Five men, armed and armoured. Heavy cavalry, the Church’s finest, and a world apart from quintains and straw-stuffed dummies, but Gair had done little else for the past ten years. The longsword hissed out of its sheath.

‘What do you think you’re doing?’ Alderan demanded, urging his horse alongside. ‘Do you see the red rose badge on their shields? They’re Goran’s men.’

‘Goran wanted to see me roasted. If he can keep me in this parish until dusk, he’ll get his wish.’

A movement behind the captain caught Gair’s eye. Another man, with a shabby hide jerkin, on a dun-coloured pony. His watery blue eyes slid around the scene like a couple of raw eggs in a skillet, but they kept coming back to him.

‘Who’s that?’

Alderan followed Gair’s gaze and grunted. ‘Witchfinder.’

‘I thought we’d slipped past him.’

‘So did I. Either I was wrong, or he made a really good guess which of the five gates we’d take.’

Gair stared at the man as that underdone gaze slid off him then pulled back.
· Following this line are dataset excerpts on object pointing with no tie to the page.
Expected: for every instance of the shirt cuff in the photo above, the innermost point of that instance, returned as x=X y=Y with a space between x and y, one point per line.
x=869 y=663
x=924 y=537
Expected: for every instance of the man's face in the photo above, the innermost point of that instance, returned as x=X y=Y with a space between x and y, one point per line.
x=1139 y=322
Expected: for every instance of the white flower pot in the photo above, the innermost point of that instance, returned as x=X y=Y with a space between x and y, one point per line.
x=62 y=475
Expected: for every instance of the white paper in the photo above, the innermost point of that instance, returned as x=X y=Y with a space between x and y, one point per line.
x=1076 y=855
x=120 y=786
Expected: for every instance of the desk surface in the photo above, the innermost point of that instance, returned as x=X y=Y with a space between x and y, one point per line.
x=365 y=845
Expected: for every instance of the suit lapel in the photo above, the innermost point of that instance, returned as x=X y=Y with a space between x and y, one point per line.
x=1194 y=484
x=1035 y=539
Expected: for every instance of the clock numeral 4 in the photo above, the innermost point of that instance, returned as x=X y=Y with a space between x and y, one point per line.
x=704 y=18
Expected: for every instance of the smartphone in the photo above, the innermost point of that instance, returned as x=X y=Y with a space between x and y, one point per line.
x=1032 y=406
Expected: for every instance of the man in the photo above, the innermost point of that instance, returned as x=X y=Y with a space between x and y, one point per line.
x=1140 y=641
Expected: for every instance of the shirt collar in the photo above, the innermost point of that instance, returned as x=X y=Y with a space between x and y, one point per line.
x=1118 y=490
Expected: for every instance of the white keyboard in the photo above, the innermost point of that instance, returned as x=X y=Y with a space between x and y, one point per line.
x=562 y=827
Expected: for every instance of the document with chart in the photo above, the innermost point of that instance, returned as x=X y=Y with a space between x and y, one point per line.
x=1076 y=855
The prickle behind his forehead intensified. ‘How does he do that?’ He scrubbed his face with the back of his hand, but it was useless. The witchfinder made his brain itch. ‘I’ve got to get past them.’

‘Gair, there’s no point. They can track you across a hundred miles with him. Leave it.’
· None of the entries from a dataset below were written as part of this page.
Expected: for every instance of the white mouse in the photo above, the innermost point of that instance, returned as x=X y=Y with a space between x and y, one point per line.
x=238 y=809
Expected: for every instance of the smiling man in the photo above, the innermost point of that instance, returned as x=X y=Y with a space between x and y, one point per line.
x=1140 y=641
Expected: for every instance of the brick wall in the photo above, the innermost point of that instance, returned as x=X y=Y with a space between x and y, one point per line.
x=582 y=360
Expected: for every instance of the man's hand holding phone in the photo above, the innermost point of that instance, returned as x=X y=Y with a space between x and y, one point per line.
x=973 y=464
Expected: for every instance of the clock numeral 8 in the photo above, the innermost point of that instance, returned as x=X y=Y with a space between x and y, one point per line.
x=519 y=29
‘No.’ His horse shifted under him, tossed his head. ‘I can’t let them take me. I’ve got to get past.’

The chestnut was no war-horse, but he was steady and strong. Gair started him forward. Alderan’s voice calling his name was left behind. He was not going to go back.
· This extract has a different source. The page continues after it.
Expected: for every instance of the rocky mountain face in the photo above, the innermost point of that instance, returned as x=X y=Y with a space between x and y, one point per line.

‘Stand fast, in the name of the Goddess!’ the captain shouted again.

Ignoring him, Gair touched his heels to the horse’s ribs and brought his weight forward, holding the sword across his body. He had only one chance to get this right. If he failed, he would die, spitted on a lance or bound to a stake, it made no nevermind.

Ahead of him, the Knights sat their horses uncertainly. There were too few of them to effectively block the road and too many to get out of the way. As the captain bawled at him to stand, Gair heeled the chestnut to a dead run and aimed for the gap between the second and third Knights. Lances wavered halfway to the
couch and gauntleted hands sawed at reins, but by then it was too late. Yelling ferociously, he charged through the line and on down the road. He was through!
More mailed Knights rounded the next bend at a trot. Their lances were already couched. Gair hauled on the reins so hard the chestnut almost sat down in the road, then urged him back the way they had come. Holy Mother, I don’t want to die. A spur of rock ran down to the road, fractured into a crude staircase. He set the horse at it and dug in his heels. The chestnut scrambled up the first step, then another; Gair lifted his weight out of the saddle to help him. Another leap, steel shoes skidding, gorse clawing at Gair’s boots. He looked up at the ridge-top and saw more Knights.

A sick dread sat on Gair’s stomach. He had nowhere to go. The Knights were advancing, the trap Goran’s hound had set closing around him. Ansel’s reprieve had risked the Curia’s wrath for nothing.

Then his ears began to ring with a keening note.